In November the U.S. Food and Drug Administration (FDA) approved tenofovir alafenamide (TAF) for the treatment of hepatitis B, offering a new option that is easier on the bones and kidneys than the older version of tenofovir.

Gilead Science's tenofovir disoproxil fumarate (TDF or Viread) is among the most effective antiviral drugs for hepatitis B and the most widely used antiretrovirals for HIV. It is generally considered safe and well-tolerated, but it can cause bone loss soon after starting therapy and can lead to kidney problems in susceptible individuals.

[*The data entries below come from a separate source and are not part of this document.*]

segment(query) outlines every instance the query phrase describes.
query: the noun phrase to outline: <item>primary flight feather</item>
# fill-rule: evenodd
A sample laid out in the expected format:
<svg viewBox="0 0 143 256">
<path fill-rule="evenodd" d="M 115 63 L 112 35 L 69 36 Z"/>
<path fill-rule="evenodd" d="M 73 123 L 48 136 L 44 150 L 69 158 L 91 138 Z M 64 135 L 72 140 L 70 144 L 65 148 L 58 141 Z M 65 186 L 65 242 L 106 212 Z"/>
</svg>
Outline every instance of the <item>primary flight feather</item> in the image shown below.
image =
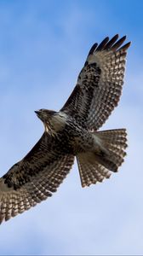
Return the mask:
<svg viewBox="0 0 143 256">
<path fill-rule="evenodd" d="M 130 43 L 115 35 L 94 44 L 77 84 L 59 111 L 36 111 L 45 131 L 33 148 L 0 178 L 0 223 L 51 196 L 77 158 L 82 186 L 117 172 L 125 155 L 126 130 L 97 130 L 117 105 Z"/>
</svg>

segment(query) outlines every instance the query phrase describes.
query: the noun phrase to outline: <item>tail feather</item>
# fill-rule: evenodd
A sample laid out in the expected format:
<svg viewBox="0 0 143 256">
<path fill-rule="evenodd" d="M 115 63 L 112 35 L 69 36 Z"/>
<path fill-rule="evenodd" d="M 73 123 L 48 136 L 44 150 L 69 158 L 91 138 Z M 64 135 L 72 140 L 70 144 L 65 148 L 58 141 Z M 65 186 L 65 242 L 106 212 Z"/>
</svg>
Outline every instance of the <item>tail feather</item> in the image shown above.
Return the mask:
<svg viewBox="0 0 143 256">
<path fill-rule="evenodd" d="M 93 152 L 81 153 L 77 155 L 82 186 L 89 186 L 96 182 L 109 178 L 111 172 L 117 172 L 126 155 L 127 133 L 125 129 L 109 130 L 94 132 L 101 140 L 105 152 L 95 154 Z"/>
</svg>

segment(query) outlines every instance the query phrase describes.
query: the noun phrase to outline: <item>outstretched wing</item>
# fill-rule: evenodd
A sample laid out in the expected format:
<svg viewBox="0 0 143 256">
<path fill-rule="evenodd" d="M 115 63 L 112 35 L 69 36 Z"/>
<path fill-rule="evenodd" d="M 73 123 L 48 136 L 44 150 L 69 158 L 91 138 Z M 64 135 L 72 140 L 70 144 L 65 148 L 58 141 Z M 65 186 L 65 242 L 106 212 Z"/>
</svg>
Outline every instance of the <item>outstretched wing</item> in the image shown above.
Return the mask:
<svg viewBox="0 0 143 256">
<path fill-rule="evenodd" d="M 0 223 L 51 196 L 73 161 L 73 155 L 61 154 L 54 138 L 43 133 L 30 153 L 0 178 Z"/>
<path fill-rule="evenodd" d="M 108 119 L 120 99 L 128 43 L 126 37 L 110 41 L 106 38 L 91 48 L 77 85 L 61 108 L 83 122 L 89 130 L 98 130 Z M 122 46 L 122 47 L 121 47 Z"/>
</svg>

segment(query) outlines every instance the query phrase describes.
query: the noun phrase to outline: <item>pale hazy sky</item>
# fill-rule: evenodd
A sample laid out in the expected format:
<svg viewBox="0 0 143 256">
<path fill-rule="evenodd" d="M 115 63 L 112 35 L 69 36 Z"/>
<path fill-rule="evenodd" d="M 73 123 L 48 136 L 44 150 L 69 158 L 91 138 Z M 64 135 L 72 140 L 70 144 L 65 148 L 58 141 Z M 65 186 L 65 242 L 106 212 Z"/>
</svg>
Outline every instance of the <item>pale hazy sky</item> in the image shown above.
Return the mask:
<svg viewBox="0 0 143 256">
<path fill-rule="evenodd" d="M 82 189 L 77 164 L 52 198 L 0 226 L 1 255 L 143 254 L 143 2 L 0 0 L 0 175 L 41 137 L 34 110 L 58 110 L 91 45 L 127 35 L 123 96 L 103 129 L 128 129 L 118 173 Z"/>
</svg>

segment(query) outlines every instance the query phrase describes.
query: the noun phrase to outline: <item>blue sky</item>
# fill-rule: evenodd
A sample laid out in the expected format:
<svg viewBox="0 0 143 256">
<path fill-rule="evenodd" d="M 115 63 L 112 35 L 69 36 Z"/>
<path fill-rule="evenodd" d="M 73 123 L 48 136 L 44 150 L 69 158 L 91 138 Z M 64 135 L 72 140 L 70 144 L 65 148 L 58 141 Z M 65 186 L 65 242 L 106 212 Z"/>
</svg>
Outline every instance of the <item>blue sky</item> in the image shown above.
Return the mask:
<svg viewBox="0 0 143 256">
<path fill-rule="evenodd" d="M 82 189 L 77 164 L 52 198 L 3 223 L 1 255 L 143 254 L 143 2 L 0 0 L 1 176 L 41 137 L 34 110 L 60 109 L 91 45 L 132 41 L 117 108 L 102 130 L 128 129 L 120 172 Z"/>
</svg>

TAF is a new pro-drug formulation that produces high levels of the active drug in liver cells and CD4 T-cells with smaller doses than TDF, which means lower concentrations in the blood and less drug exposure for the kidneys, bones, and other organs and tissues.

Research presented at the AASLD Liver Meeting showed that TAF matches TDF for antiviral activity against hepatitis B virus (HBV) but causes less bone mineral loss. Similarly, a pair of studies presented at the EASL International Liver Congress showed that TAF is as potent against HBV as TDF, but with less effect on bone and kidney biomarkers.

The FDA had already approved 3 TAF-containing coformulations for HIV treatment -- Genvoya (elvitegravir/cobicistat/TAF/emtricitabine), Odefsey (rilpivirine/TAF/emtricitabine), and Descovy (TAF/emtricitabine). The new stand-alone 25 mg TAF tablet will be marketed under the brand name Vemlidy.

This is the first approval of a new hepatitis B therapy in several years, and advances in treatment have lagged behind the recent rapid progress in hepatitis C treatment. Other therapies further back in the pipeline presented this year include the HBV core inhibitor NVR 3-778, the nucleic acid polymers REP 2139 and REP 21656, and the therapeutic HBV vaccine GS-4774.